Mercredi 21 novembre 2007

To Anne.
Comme je voudrais te croire, comme je voudrais t'aimer, comme je voudrais pouvoir comprendre et considérer chacun de tes mots comme déstiné à me faire du bien. Comme s'ils étaient à mon intention, à mon attention, comme s'ils étaient fait pour moi.
Mais ils ne le sont pas.
Dommage, hein ? Dommage. Mais...
Comment est-ce que je pourrais croire que tu existes réellement aussi belle pour me plaire ? Comment pourrais-je moi te plaire en étant si laide ?
Je ne mérite pas tes mots. C'est comme si je t'embrassais de force à chaque syllabe prononcée. Comme si j'happais ton oxygène. Comme si je te volais ta nourriture. C'est affectueux, c'est doux, c'est tendre, mais ce genre d'intention empreinte de délicatesse, ça anorexie une femme... Je suis un monstre.
Comment pourrais-je ne pas être horrifiée à l'idée même que ma simple présence avive ta haine de la nourriture ?
Oh, que je t'aime, tu m'as l'air si bonne, délicieuse, et si apétissante, même, que je ne suis pas certaine d'avoir le droit de te manger. Non, d'ailleurs, je le sais, je n'en ai pas le droit.
Car, vois-tu, je ne veux pas te faire de mal, je ne veux pas te blesser plus que nécessaire ; au point même parfois d'apprécier et de jouir du plaisir de ne rien te faire alors que tu souhaiterais avoir mal. Est-ce tordu ?
Je suis tordue, je ne mérite rien, et tes mots ne sont même pas pour moi.
Pour qui sont-ils ? Qui est-elle ? Que je la dévore elle, pour qu'il n'en reste rien. Peut-être même me rendra t-elle grosse, peut-être même m'aimeras-tu à travers ces rondeurs que moi je suis incapable d'apprécier. Je serais bien obèse, si cela suffisait à me faire aimer de toi. Et des autres, peut-être...
Pour qui sont ces mots ? Tu me tortures, tu me tortures, je ne sais plus comment regarder les gens autours de moi. Peut-être est-ce elle, elle est si fine, et lorsqu'elle me sourit, ses dents semblent tout à fait normales. Pas comme moi.
Alors, sais-tu ? Je vais vomir jusqu'à m'user les dents. Jusqu'à ne plus être vampire. Peut-être que tu m'aimerais après. Peut-être que tu ne voudras plus me voir. On verra bien !

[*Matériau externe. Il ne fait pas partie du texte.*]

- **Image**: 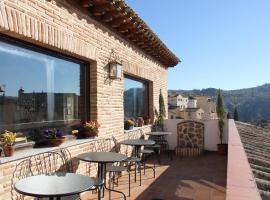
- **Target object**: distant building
[168,94,188,110]
[187,97,197,108]
[168,94,217,120]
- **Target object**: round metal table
[120,139,155,158]
[15,173,94,199]
[76,152,127,199]
[146,131,172,136]
[146,131,172,162]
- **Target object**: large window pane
[124,77,148,119]
[0,41,86,131]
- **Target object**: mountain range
[168,84,270,122]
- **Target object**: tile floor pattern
[81,152,227,200]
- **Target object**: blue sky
[126,0,270,90]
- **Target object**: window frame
[0,33,91,127]
[123,74,150,118]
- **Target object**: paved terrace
[236,122,270,200]
[79,152,227,200]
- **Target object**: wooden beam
[109,17,125,28]
[81,0,92,8]
[92,3,111,17]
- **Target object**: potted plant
[124,119,134,130]
[216,89,228,155]
[72,121,100,139]
[44,129,66,147]
[2,130,16,157]
[153,89,166,131]
[137,117,144,127]
[143,116,151,125]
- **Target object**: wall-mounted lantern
[109,50,122,79]
[109,61,122,79]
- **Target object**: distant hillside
[169,84,270,122]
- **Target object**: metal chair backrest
[128,130,143,139]
[95,138,115,152]
[11,159,32,200]
[30,152,68,175]
[60,148,74,173]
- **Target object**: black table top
[120,139,155,146]
[146,131,172,136]
[15,173,94,197]
[76,152,127,163]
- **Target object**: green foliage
[169,84,270,122]
[216,89,225,119]
[155,89,166,130]
[216,89,225,144]
[233,108,239,121]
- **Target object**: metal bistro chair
[30,151,80,200]
[125,132,142,186]
[30,149,100,200]
[11,158,32,200]
[137,130,156,178]
[59,148,104,199]
[95,137,130,199]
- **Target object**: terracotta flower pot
[144,119,151,125]
[138,120,144,127]
[3,144,15,157]
[77,130,98,138]
[217,144,228,155]
[48,138,66,147]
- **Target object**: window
[0,38,89,134]
[124,76,149,119]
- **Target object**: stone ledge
[226,120,261,200]
[124,124,152,133]
[0,137,98,165]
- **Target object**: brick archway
[176,120,204,156]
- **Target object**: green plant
[83,121,100,131]
[216,89,225,144]
[233,108,239,121]
[124,119,135,130]
[2,130,16,146]
[155,89,166,130]
[227,112,231,119]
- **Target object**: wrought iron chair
[11,159,32,200]
[30,150,80,200]
[59,148,103,199]
[95,137,130,199]
[126,131,142,185]
[139,130,156,178]
[106,136,130,199]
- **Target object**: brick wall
[0,126,151,200]
[0,0,167,199]
[0,0,167,139]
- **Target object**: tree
[155,89,166,130]
[227,112,231,119]
[233,107,239,121]
[216,89,225,144]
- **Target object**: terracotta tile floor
[82,152,227,200]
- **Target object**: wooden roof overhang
[80,0,181,67]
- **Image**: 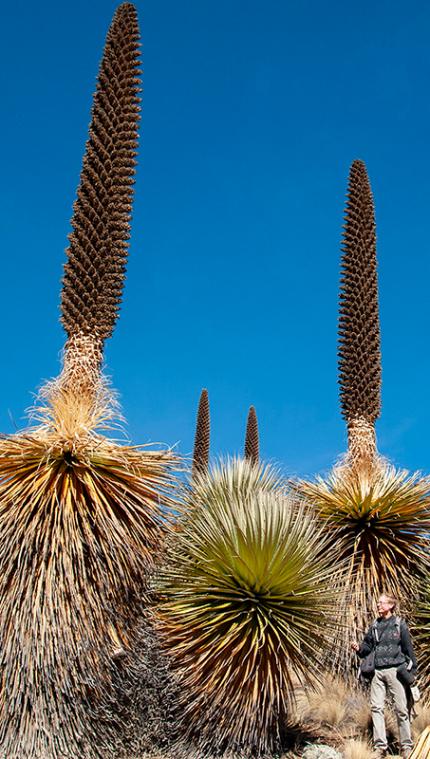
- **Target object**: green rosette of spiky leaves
[298,459,430,670]
[157,460,340,752]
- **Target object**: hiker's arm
[400,622,417,670]
[357,627,374,659]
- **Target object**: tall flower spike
[61,3,140,344]
[192,388,210,477]
[338,161,381,466]
[245,406,260,464]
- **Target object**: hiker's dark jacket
[358,615,417,671]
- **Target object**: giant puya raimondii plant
[300,161,430,667]
[156,393,340,754]
[0,3,176,759]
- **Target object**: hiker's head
[376,593,397,617]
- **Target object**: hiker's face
[376,596,394,614]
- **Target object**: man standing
[352,594,417,759]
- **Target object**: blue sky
[0,0,430,475]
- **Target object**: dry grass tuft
[0,385,175,759]
[297,460,430,671]
[342,740,376,759]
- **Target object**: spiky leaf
[61,3,140,340]
[158,461,342,750]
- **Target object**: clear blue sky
[0,0,430,475]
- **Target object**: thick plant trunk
[347,417,377,470]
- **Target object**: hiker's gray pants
[370,667,413,751]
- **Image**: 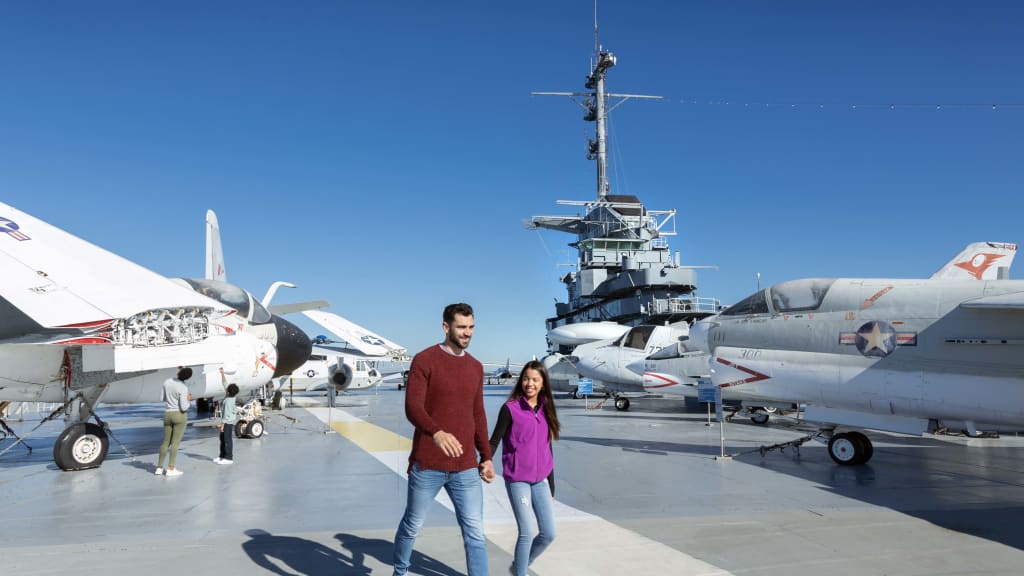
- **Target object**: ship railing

On verra bien... Un peu pitoyable. Comme si je pouvais faire autrement qu'essayer de te plaire. Comme si je ne déposais pas des commentaires sur ton blog pour que tu ne puisses plus te passer de moi. Comme si je n'avais pas envie que tu m'aimes. Ne te méprends pas : j'ai vraiment envie, besoin de toi. Je désire ta présence plus que tout. Et si tu me dis je t'aime, je décède de surprise. Je suis morte. Putain de merde.
N'empêche, d'outre tombe, derrière mes dents pointues, brillantes et acérées, comme je t'aime.
Comme je veux être là pour toi. Derrière toi. A t'empêcher de tomber et devant, à t'empêcher de t'enfuir. Je te veux pour moi toute seule. Je suis tellement égoïste. Et toi là dedans ?
Je crois que je te veux du bien. Alors je crois que je vais me contenter de te regarder. De saliver devant ta poitrine et tes yeux en revolvers. Tu m'as l'air délicieuse. Vivons heureuses.